A moment later, they both dove for the dugout. Those screams in the air were incoming Red Chinese 105s. Klein dove no sooner than Cade—the young lieutenant really was learning. The dugout was cramped for two; it might have been cramped for one. As they huddled together, Klein said, “You come any closer, Lieutenant, you’re gonna kiss me.”
“No, thanks,” Cade said. “I’ve been overseas a while, but not that long.” The way they were twisted up with each other, he could just about whisper in Lou Klein’s ear. They both laughed. It wasn’t that funny, but Cade was glad for anything to take his mind off the artillery fire.
U.S. guns opened up, too, but they didn’t shoot back as hard as he would have liked. Save ammo was the new watchword. With the troubles back home, it had to be. Stalin might give the Chinks only what he didn’t feel like using himself, but he had plenty of old howitzers and rounds to shoot out of them. Artillery had always been an American advantage. It had been, but the balance was tilting.
When the shelling let up, Cade and Sergeant Klein untangled from each other and jumped up onto the firing step to see if the Red Chinese would follow it up with a ground attack. Not this time: no dun-colored wave of men slogging forward to get cut down. They’d shelled for the sake of shelling, because they had the tubes and ammunition. They’d made the Americans keep their heads down, and hurt or killed a few at no great cost to themselves.

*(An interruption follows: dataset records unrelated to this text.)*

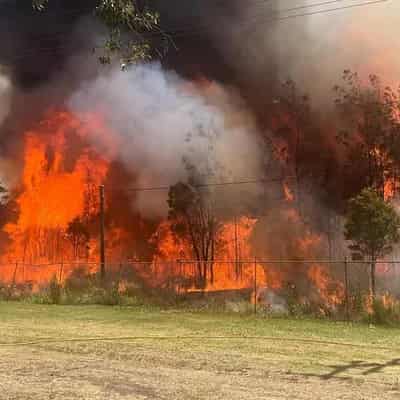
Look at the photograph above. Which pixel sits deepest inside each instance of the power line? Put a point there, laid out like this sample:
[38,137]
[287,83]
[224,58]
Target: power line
[216,184]
[205,28]
[283,18]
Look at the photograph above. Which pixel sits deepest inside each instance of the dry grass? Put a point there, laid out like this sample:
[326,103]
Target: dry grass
[366,367]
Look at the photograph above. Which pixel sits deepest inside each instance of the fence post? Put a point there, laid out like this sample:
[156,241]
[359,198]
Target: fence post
[346,289]
[255,285]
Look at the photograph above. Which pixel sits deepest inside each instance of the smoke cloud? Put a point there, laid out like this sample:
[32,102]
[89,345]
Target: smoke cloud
[163,124]
[5,95]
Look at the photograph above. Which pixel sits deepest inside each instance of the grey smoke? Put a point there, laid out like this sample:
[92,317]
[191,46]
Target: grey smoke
[159,120]
[5,95]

By baby steps, they were learning, too.
A hundred yards down the trench, some unlucky GI was wailing for his mother. Curtis and Klein looked at each other. Their faces both wore the same expression. “Christ, but I hate that,” Klein said. “Just dumb luck I ain’t the one making those noises.”
“Uh-huh,” Cade said. “I’ve come too close to that too many times.”
“Ain’t we all?” Klein said. Cade remembered he had been wounded, and more than once. What kind of noises had he made when he got hit? Nothing so ho
rrible as the ones rising now, or Cade hoped not. Those were the cries you let out when you were in agony, and death or lots of morphine were all you had to look forward to.
After what seemed like forever but was actually five or ten minutes, the wounded man fell silent. Either he was dead or they’d doped him not just to but past the eyebrows. Whichever, he wasn’t making that horrible racket any more. Cade didn’t care about anything else.
Klein lit a cigarette. He held the pack out to Curtis. “Want one, sir?”
Cade hadn’t smoked at all till he put on the uniform, or, in fact, till he came under fire. He hadn’t smoked much then; he hadn’t really got the habit before he was cut off from the Army’s logistical horn of plenty. So it wasn’t as if he needed a butt. He took one anyway, saying, “Thanks. Now watch me cough my head off.”
“I sure as hell did when I started smoking.” Klein pulled a Ronson that had seen plenty of hard use out of his pocket. Cade leaned over to get a light. “There you go,” the sergeant said when he took his first inexpert drag.
He did cough. It tasted terrible, as if he’d inhaled the smoke from burning leaves—which was just what he had done. He got dizzy and light-headed—no, he hadn’t tried this for quite a while. He gulped as his stomach did an Immelmann.
“You okay, sir?” Klein asked with what sounded like genuine concern. “You look kinda green.”
“I believe it.” Spit flooded into Cade’s mouth. His body was convinced he’d just gone and poisoned himself. Gulping again, he wasn’t so sure it was wrong. “Hope I don’t lose my lunch. Been too long since I did any of this.”
“Yeah, you gotta stay used to it,” Lou Klein agreed. “Even when you are, it ain’t like you get drunk or nothin’. Just kinda, I dunno, takes some of the edge offa things. Gives you somethin’ to do when you got five minutes with nothin’ goin’ on, too.”
“I guess so.” Cade nodded and cautiously inhaled again. It was almost as rugged as his first try. He turned his head and got rid of some of that outpouring of spit. Klein chuckled, but softly. Cade said, “The Indians must have been crazy when they started doing this.”